Ah ça c'est sûr. L'objet du syndicat de copropriétaires est seulement de pourvoir à la conservation de l'immeuble et à l'administration des parties communes. Voilà. Ainsi, c'est le syndicat, avec sa personnalité juridique, qui va passer les contrats d'entretien, les contrats relatifs aux travaux à effectuer, les contrats de travail, on va recruter un gardien à titre permanent ou pour l'été, un titre temporaire pendant les congés du gardien. Voilà, des contrats de travail. Mais alors, qui décide de tout cela ?

Eh bien, c'est l'Assemblée générale des copropriétaires qui prend les décisions du syndicat, selon diverses majorités qui varient avec la nature des décisions à prendre. C'est sur ce point d'ailleurs qu'il y a des évolutions législatives très très fréquentes. Une assemblée doit au moins être réunie chaque année dans les six mois de la clôture de l'exercice comptable précédent. Si les comptes sont clos au 31 décembre, il faudra que l'assemblée générale du syndicat se réunisse avant le 30 juin.

L'Assemblée devra prouver les comptes passés et voter un budget prévisionnel pour l'exercice à venir. Le quart de ce budget sera appelé au début de chaque trimestre, c'est-à-dire que les copropriétaires devront verser au syndicat leur cote-part de ce montant selon les clés de répartition évoquées ci-dessus. L'exécution des décisions du syndicat est confiée à un syndic. Syndic qui est un mandataire. Il est souvent professionnel et rémunéré, c'est tout un travail quand même, mais après tout, la loi l'envisage, il peut aussi être bénévole.

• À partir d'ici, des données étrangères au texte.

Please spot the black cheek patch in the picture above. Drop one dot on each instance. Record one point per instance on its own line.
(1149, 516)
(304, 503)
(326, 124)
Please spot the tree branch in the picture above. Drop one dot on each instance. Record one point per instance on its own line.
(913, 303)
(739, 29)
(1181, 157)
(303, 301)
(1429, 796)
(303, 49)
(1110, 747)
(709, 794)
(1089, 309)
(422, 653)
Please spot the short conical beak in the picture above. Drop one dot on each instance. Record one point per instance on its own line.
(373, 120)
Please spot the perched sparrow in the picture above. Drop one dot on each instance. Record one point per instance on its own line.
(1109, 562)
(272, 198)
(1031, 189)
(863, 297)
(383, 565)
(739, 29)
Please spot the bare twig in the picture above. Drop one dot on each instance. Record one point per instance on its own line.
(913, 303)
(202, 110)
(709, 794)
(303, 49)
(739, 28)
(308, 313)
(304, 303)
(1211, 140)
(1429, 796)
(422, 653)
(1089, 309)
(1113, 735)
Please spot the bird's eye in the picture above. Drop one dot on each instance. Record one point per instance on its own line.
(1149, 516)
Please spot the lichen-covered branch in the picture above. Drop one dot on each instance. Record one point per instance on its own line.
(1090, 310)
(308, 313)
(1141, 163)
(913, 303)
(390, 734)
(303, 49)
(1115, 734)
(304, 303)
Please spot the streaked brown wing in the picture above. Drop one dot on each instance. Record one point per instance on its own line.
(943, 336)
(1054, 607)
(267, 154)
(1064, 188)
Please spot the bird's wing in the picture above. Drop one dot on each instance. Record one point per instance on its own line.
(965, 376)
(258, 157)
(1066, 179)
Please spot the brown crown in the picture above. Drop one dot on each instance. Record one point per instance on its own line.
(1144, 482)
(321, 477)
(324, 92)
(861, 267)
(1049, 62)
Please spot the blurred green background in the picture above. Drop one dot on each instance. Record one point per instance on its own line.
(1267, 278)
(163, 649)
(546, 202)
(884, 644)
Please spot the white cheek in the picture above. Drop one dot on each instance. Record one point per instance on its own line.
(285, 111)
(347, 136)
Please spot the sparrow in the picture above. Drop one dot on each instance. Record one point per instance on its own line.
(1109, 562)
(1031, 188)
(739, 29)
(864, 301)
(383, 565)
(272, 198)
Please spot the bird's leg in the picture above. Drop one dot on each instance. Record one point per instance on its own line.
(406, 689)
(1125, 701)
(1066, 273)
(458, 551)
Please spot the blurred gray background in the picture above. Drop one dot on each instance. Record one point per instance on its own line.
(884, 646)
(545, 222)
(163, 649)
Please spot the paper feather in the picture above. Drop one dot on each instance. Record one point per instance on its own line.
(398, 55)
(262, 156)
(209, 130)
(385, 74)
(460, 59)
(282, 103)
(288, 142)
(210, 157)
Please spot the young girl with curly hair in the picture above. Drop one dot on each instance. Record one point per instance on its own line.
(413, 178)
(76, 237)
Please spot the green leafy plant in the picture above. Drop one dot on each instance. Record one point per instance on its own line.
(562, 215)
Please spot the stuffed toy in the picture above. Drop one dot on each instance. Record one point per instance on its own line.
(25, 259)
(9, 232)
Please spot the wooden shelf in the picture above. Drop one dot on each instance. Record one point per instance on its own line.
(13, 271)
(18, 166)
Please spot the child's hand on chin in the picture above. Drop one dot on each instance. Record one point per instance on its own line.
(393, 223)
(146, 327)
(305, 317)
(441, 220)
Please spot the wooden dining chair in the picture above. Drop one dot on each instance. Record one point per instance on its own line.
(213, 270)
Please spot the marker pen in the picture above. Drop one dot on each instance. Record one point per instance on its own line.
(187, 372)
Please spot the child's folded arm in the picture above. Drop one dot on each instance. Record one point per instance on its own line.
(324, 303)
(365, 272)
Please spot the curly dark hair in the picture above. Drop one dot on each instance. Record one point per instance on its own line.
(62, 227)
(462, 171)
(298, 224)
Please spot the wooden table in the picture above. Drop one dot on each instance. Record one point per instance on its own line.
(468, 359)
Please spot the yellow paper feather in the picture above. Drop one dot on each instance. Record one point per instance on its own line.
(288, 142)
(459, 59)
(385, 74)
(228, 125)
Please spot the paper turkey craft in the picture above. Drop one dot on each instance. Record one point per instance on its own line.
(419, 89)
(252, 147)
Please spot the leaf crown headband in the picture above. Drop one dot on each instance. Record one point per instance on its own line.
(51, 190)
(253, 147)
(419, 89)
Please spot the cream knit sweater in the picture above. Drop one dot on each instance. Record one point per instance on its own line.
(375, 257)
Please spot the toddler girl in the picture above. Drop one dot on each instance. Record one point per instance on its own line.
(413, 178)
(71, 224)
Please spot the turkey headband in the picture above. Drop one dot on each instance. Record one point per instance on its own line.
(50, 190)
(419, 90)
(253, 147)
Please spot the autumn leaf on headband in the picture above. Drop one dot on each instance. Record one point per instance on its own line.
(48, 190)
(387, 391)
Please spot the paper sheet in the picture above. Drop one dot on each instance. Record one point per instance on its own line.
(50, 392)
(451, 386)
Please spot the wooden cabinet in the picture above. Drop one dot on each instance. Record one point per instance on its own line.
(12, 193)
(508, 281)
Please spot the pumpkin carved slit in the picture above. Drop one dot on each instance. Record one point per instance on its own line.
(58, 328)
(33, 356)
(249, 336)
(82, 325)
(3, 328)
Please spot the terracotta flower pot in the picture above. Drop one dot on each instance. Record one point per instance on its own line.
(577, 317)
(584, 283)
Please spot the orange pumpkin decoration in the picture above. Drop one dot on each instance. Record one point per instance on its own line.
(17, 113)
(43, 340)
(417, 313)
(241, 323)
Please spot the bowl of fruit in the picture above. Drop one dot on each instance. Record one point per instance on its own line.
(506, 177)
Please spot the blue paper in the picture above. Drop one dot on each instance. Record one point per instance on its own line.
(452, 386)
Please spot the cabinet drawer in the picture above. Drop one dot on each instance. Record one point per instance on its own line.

Voilà que dans l'immeuble, quelqu'un vient de prendre sa retraite, à quelques connaissances au moins comptables, enfin il s'y entend avec les chiffres, et puis ça lui dit bien de faire ça, il va rendre service, ça va faire une économie évidemment pour le syndicat, c'est-à-dire l'ensemble des copropriétaires. Voilà, comme on le peut, et puis si on ne peut pas le faire au syndicat, on s'adresse à un syndic extérieur qu'on paiera. Alors quel est le rôle de ce syndic ? ce sera à lui concrètement de signer les contrats que l'Assemblée aura dessinés de conclure et puis de surveiller l'exécution de ces contrats. recruter le gardien, signer le contrat d'entretien de la chaudière avec l'entreprise que l'Assemblée a choisie, signer l'ordre de travaux pour refaire la toiture, parce que l'Assemblée générale a voté le travail de réfection de la toiture, et ce sera le syndic qui matériellement va donc exécuter la décision. mais il faut bien voir que le syndic n'est qu'un exécutant c'est pas lui le chef, c'est pas lui qui décide qui décide c'est l'Assemblée Générale alors ce sont des grands moments les Assemblées Générales de copropriétaires ce sont des grands moments avec des gens qui parfois ne comprennent pas bien que en réalité les propriétaires c'est eux et ils ne sont pas locataires, locataires d'un chef qui serait le syndic Non, non, non, le syndic c'est un mandataire, ce n'est qu'un mandataire.

Alors dans l'organisation de notre copropriété, nous avons également un conseil syndical qui est constitué de copropriétaires choisis par l'Assemblée Générale avec pour mission, dans toute copropriété, d'assister le syndic et de contrôler sa gestion.